UPDATE SALES_RAW_STAGING
SET PRODUCT ='Potato' WHERE PRODUCT = 'Banana';



merge into SALES_FINAL_TABLE F      -- Target table to merge changes from source table
using SALES_STREAM S                -- Stream that has captured the changes
   on  f.id = s.id                 
when matched 
    and S.METADATA$ACTION ='INSERT'
    and S.METADATA$ISUPDATE ='TRUE'        -- Indicates the record has been updated 
    then update 
    set f.product = s.product,
        f.price = s.price,
        f.amount= s.amount,
        f.store_id=s.store_id;
        

SELECT * FROM SALES_FINAL_TABLE;

SELECT * FROM SALES_RAW_STAGING;     
        
SELECT * FROM SALES_STREAM;

-- ******* UPDATE 2 ********

UPDATE SALES_RAW_STAGING
SET PRODUCT ='Green apple' WHERE PRODUCT = 'Apple';


merge into SALES_FINAL_TABLE F      -- Target table to merge changes from source table
using SALES_STREAM S                -- Stream that has captured the changes
   on  f.id = s.id                 
when matched 
    and S.METADATA$ACTION ='INSERT'
    and S.METADATA$ISUPDATE ='TRUE'        -- Indicates the record has been updated 
    then update 
    set f.product = s.product,
        f.price = s.price,
        f.amount= s.amount,
        f.store_id=s.store_id;


SELECT * FROM SALES_FINAL_TABLE;

SELECT * FROM SALES_RAW_STAGING;     
        
SELECT * FROM SALES_STREAM;

### Delete Operations and Task Automation


#### The tutorial progresses to illustrate the management of deleted records within streams, emphasizing the significance of handling data removal scenarios. Automation of data processing tasks is introduced, demonstrating how tasks can be triggered by the availability of data in a stream.



In [None]:
SELECT * FROM SALES_FINAL_TABLE;

SELECT * FROM SALES_RAW_STAGING;     
        
SELECT * FROM SALES_STREAM;    

DELETE FROM SALES_RAW_STAGING
WHERE PRODUCT = 'Lemon';
        
        
        
        
-- ******* Process stream  ********            

        
merge into SALES_FINAL_TABLE F      -- Target table to merge changes from source table
using SALES_STREAM S                -- Stream that has captured the changes
   on  f.id = s.id          
when matched 
    and S.METADATA$ACTION ='DELETE' 
    and S.METADATA$ISUPDATE = 'FALSE'
    then delete   ;            


### Append-Only Streams and Change Tracking


#### The concept of append-only streams is explored, providing an understanding of how Snowflake handles streams with an append-only approach.
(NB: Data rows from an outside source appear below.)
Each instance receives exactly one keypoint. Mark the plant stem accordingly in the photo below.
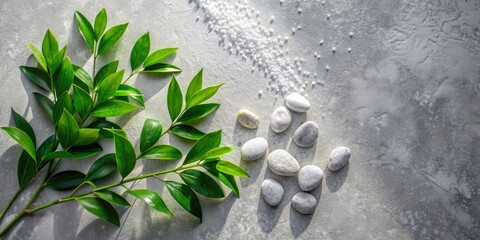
(9, 204)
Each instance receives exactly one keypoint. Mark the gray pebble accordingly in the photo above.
(282, 163)
(280, 119)
(304, 203)
(272, 192)
(297, 102)
(338, 158)
(309, 177)
(248, 119)
(306, 135)
(254, 149)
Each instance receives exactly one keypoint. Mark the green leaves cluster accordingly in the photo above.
(79, 106)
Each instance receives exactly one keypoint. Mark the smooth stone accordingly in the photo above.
(304, 203)
(283, 163)
(309, 177)
(280, 119)
(272, 192)
(306, 135)
(297, 102)
(248, 119)
(338, 158)
(254, 149)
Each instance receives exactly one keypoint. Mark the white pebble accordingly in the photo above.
(309, 177)
(253, 149)
(282, 163)
(272, 192)
(338, 158)
(247, 118)
(280, 119)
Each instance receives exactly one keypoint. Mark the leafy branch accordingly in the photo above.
(79, 105)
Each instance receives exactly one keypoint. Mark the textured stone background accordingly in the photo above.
(406, 100)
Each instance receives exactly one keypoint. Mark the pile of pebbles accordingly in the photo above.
(281, 162)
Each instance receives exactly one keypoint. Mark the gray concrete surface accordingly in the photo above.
(406, 100)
The chapter concludes by introducing the CHANGE_TRACKING attribute, which enhances the ability to track changes in a table, facilitating a comprehensive audit trail.

#### This chapter equips users with practical skills to harness the power of streams in Snowflake for real-time data processing, enabling them to build robust and dynamic data pipelines.